Anak itu turun menggunakan lift, sesampainya di lantai dasar ia kembali berlari menuju lokasi sosok tersebut. Untuk sesat Zihan terdiam mengamati kerumunan yang berlalu lalang, tapi dengan cepat ia menemukannya.
“Bibi Aynur!” teriak Zihan dari seberang jalan.
“Bibi!”
“Bibi Aynur!” teriak Zihan ketika melihat Aynur tak kunjung menoleh ke arahnya.
Aynur yang mendengar seseorang memanggilnya, berbalik mencari sumber suara, di tengah orang yang berlalu lalang, mata Aynur langsung tertuju pada Zihan, Aynur tersenyum dan datang menghampiri anak itu.
“Zihan, apa yang kau lakukan di sini? Dan kau sendirian?” tanya Aynur langsung.
“Tidak, Bibi, aku ikut papa bekerja di kantor itu, karna aku melihat bibi makannya aku segera turun ke sini,” jawab Zihan sambil menunjuk ke gedung bertingkat di belakangnya.
“Oh, benarkah, bibi pikir kau sendirian. Bibi hampir lupa kau putranya tuan Taran.”
“Bibi, kenapa hari ini restoran bibi Shazia tutup? Tadinya aku pergi ke sana, karna tutup dan tidak orang akhirnya aku ikut papa bekerja,” ucap Zihan mengerucutkan bibirnya.
Gaya bicara yang manja membuat Aynur gemas. Tampaknya inilah yang dirasakan Shazia jika berhadapan dengan anak itu.
“Tampaknya bibi Shazia lupa memberi tahumu kalau hari ini restoran libur, dan dia sedang pergi sekarang.”
“Memangnya bibi Shazia pergi ke mana, Bi?”
“Dia pergi ke panti asuhan, bibi juga ingin pergi menyusul ke sana, apa kau ingin ikut Zihan?”
Mata Zihan berbinar dan ekspresinya berubah senang “Benarkah! Bolehkan aku ikut?”
“Nona, pesanan Anda sudah siap!” panggil sang pedagang dari seberang jalan.
“Ya, sebentar, paman!” jawab Aynur.
Aynur kembali menoleh ke arah Zihan, “Tentu saja kau boleh ikut, Zihan. Tapi kau harus minta izin terlebih dahulu pada ayahmu,”
“Ya, Bibi aku akan minta izin pada papa,” balas Zihan yang ingin kembali ke kantor.
“Tunggu, Zihan! Kita pergi sehabis makan, ya. Bibi belum makan siang, dan apakah kau sudah makan?”

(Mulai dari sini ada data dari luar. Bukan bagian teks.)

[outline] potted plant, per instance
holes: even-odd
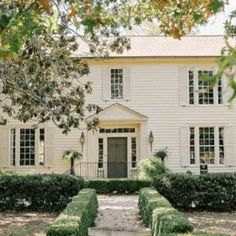
[[[67,150],[64,152],[62,158],[65,161],[70,161],[70,174],[75,175],[75,160],[80,160],[82,154],[78,151]]]
[[[167,148],[163,148],[158,150],[155,154],[155,157],[160,158],[162,162],[165,161],[165,158],[167,157]]]

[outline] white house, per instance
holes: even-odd
[[[93,82],[87,101],[104,109],[97,132],[74,129],[65,136],[50,124],[33,130],[12,120],[0,127],[0,167],[63,173],[69,168],[63,152],[78,150],[77,174],[132,177],[138,161],[167,148],[173,171],[199,173],[200,163],[209,172],[236,171],[236,107],[227,103],[227,84],[222,79],[210,88],[199,80],[215,73],[223,37],[130,40],[122,55],[87,58],[91,73],[84,80]]]

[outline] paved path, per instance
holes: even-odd
[[[98,195],[98,205],[94,229],[123,231],[122,235],[149,235],[149,230],[145,228],[139,216],[138,195]],[[125,231],[136,233],[124,234]],[[101,235],[118,234],[103,233]]]

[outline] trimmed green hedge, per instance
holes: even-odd
[[[0,174],[0,211],[60,211],[84,181],[59,174]]]
[[[97,214],[94,189],[82,189],[51,225],[47,236],[87,236]]]
[[[236,210],[236,175],[168,173],[154,181],[157,191],[180,209]]]
[[[186,233],[193,230],[188,220],[153,188],[143,188],[139,194],[139,210],[152,235]]]
[[[134,193],[140,188],[150,187],[151,182],[133,179],[97,179],[86,181],[85,186],[96,189],[97,193]]]

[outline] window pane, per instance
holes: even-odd
[[[10,131],[10,165],[16,165],[16,130]]]
[[[198,71],[198,103],[199,104],[214,104],[214,90],[207,81],[204,81],[203,76],[212,76],[211,70],[199,70]]]
[[[225,161],[225,148],[224,148],[224,128],[219,128],[219,158],[220,164],[224,164]]]
[[[103,138],[98,139],[98,168],[103,168]]]
[[[123,98],[123,69],[111,69],[111,98]]]
[[[189,104],[194,104],[194,74],[192,70],[188,72],[188,83]]]
[[[20,165],[35,164],[35,130],[20,129]]]
[[[199,155],[200,155],[200,163],[214,164],[215,162],[214,127],[199,128]]]
[[[194,132],[194,128],[191,127],[190,128],[190,164],[194,165],[195,164],[195,132]]]
[[[39,165],[45,164],[45,130],[39,130]]]
[[[222,95],[222,81],[221,79],[218,82],[218,104],[223,104],[223,95]]]
[[[137,165],[137,141],[136,138],[131,140],[131,156],[132,156],[132,168]]]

“Aku belum makan siang bibi,”
“Nah, baguslah, ayo kita pergi ke seberang, tadi bibi memesan kumpir.”
“Apa itu kumpir bibi?”
“Kentang panggang yang diisi banyak isian, kau belum pernah memakannya, ya?” tanya Aynur sambil memegang tangan Zihan dan menyeberang jalan.
Zihan menggeleng.
“Maka kali ini kau barus mencobanya, di sini salah satu tempat terenak.”
“Paman tolong buatkan satu kumpir lagi dengan isian yang sama seperti ini,” pinta Aynur pada sang pedagang.
“Baik, ini pesananmu yang pertama, yang kedua akan segera di buat.”
...****************...
Setelah selesai makan, keduanya memasuki kantor Taran, Aynur mengantarkan langsung Zihan untuk menemui sang Ayah di ruangannya.
“Bibi harus ikut denganku, jika tidak aku bisa tidak diizinkan,”
“Ya, lihatlah bibi ikut denganmu, jangan khawatir papamu pasti setuju jika mendengar nama bibi Shazia. Oh, ya bagaimana rasa kumpirnya? Lezatkah?”
“Ya, keju dan menteganya terasa menyatu dengan kentang, aku suka itu, tapi tetap tak bisa mengalahkan masakan bibi Shazia,”
“Rupanya kau pengikut berat masakan bibi Shazia, ya.”
“Ya tentu saja bibi, sangat suka!”
Selama perjalanan keduanya banyak berbincang. Sedangkan di sisi lain Aslan baru saja memasuki ruangan, ia berniat mengajak kemenakannya itu untuk pergi keluar.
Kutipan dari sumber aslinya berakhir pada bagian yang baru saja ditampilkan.